The Tiger: A True Story of Vengeance and Survival by John Vaillant. Late one night, during the icy cold winter deep in the Siberian wilderness, a hunter was walking back to his cabin with his dog. As he approached the house the ominous rumble of an enormous predator echoed in the air around him. Something had been waiting for him. This true story of a vengeful Amur tiger out to get the poacher who had wounded him is a fascinating mix of terror, history and conservationism. Through Vaillant’s excellent storytelling readers can appreciate the fear and the beauty of one of the worlds’ largest predators.
Lost Boy Lost Girl by Peter Straub. Horror novelist Tim Underhill has come to a small Midwestern town to deal with a family emergency. His brother’s wife has committed suicide and his traumatized nephew, Mark, has gone missing. As Tim searches for clues with his detective friend Tom Pasmore, fingers point towards an abandoned house across the alley from Tim’s brother’s house. Tim must delve deep within the twisted history of the house in order to find Mark and aid the restless spirits said to haunt the place.
The Haunting of Hill House by Shirley Jackson. A classic tale of horror with a great first line “Hill House, not sane, had stood for eighty years and might stand for eighty more...within, floors were firm, windows sensibly shut, and whatever walked there, walked alone." Dr. John Montague gathers a few psychically gifted individuals to a supposedly haunted mansion called Hill House. During their stay there one of the individuals, Eleanor, experiences terrifying voices, sounds and sensations. The fright the reader experiences will be as much from the haunting as from being trapped inside Eleanor’s head.
The Terror by Dan Simmons. Many know of Sir John Franklin and his ill-fated search for the Northwest Passage in the 1840s. All hands aboard the two ships of the expedition perished when the vessels became trapped in the ice within the Victoria Strait.

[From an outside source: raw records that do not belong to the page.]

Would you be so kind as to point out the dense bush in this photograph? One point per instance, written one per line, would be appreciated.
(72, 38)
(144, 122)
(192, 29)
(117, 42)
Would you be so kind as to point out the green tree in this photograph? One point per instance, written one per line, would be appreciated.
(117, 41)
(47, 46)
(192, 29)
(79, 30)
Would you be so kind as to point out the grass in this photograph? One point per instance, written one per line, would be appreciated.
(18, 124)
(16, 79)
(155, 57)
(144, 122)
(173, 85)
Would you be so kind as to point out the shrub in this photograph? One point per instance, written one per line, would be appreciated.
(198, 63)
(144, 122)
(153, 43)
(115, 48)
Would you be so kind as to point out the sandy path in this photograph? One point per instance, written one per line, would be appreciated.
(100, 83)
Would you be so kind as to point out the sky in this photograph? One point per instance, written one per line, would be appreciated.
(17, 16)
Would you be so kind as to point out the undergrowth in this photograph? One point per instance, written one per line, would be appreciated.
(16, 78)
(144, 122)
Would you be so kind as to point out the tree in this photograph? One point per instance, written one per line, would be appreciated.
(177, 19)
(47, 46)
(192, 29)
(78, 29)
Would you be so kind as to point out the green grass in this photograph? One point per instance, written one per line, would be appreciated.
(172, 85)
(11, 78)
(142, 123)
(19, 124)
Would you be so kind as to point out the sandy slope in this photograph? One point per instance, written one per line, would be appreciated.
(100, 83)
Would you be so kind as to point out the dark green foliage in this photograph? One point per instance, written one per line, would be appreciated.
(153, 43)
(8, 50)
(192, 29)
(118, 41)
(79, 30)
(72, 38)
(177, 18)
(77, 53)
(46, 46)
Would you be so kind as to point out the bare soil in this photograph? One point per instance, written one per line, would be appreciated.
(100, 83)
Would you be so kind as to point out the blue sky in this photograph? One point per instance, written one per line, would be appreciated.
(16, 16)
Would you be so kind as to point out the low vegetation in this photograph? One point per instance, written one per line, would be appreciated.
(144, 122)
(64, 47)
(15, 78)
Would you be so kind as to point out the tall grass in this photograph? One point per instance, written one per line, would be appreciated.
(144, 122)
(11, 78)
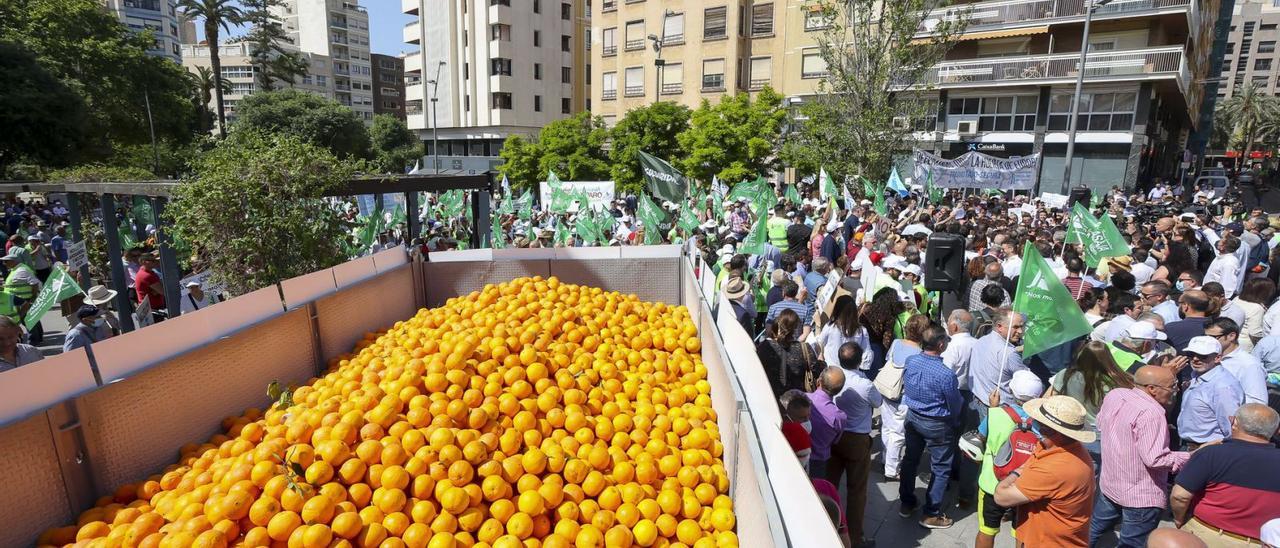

The author Dan Simmons has created a gripping story based on this historical tragedy. The author has also added the terror of a monstrous creature of the cold who relentlessly hunts the doomed men of the HMS Terror and the HMS Erebus. The creature adds another dimension of horror to this already harrowing account. In other words, if the cold and starvation do not get you, the monster will.
Odd Thomas by Dean Koontz. Odd is, in most ways, a completely ordinary twenty-year-old. He works as a fry cook in a small California town and does not aspire to anything higher. However, Odd does have one special trait. He sees dead people. In particular, Odd sees dead people who have died in violent ways. Odd also sees creepy, shadow-like beings called Bodachs. Bodachs feed on human pain and terror and large amounts of them portend a terrible disaster. When multitudes of Bodachs descend on Odd’s small town, Odd knows that he and his friends must avert whatever calamity is to come. Although there are spooky moments in this series, there are just as many moments of humor, compassion and love. A great read for any season.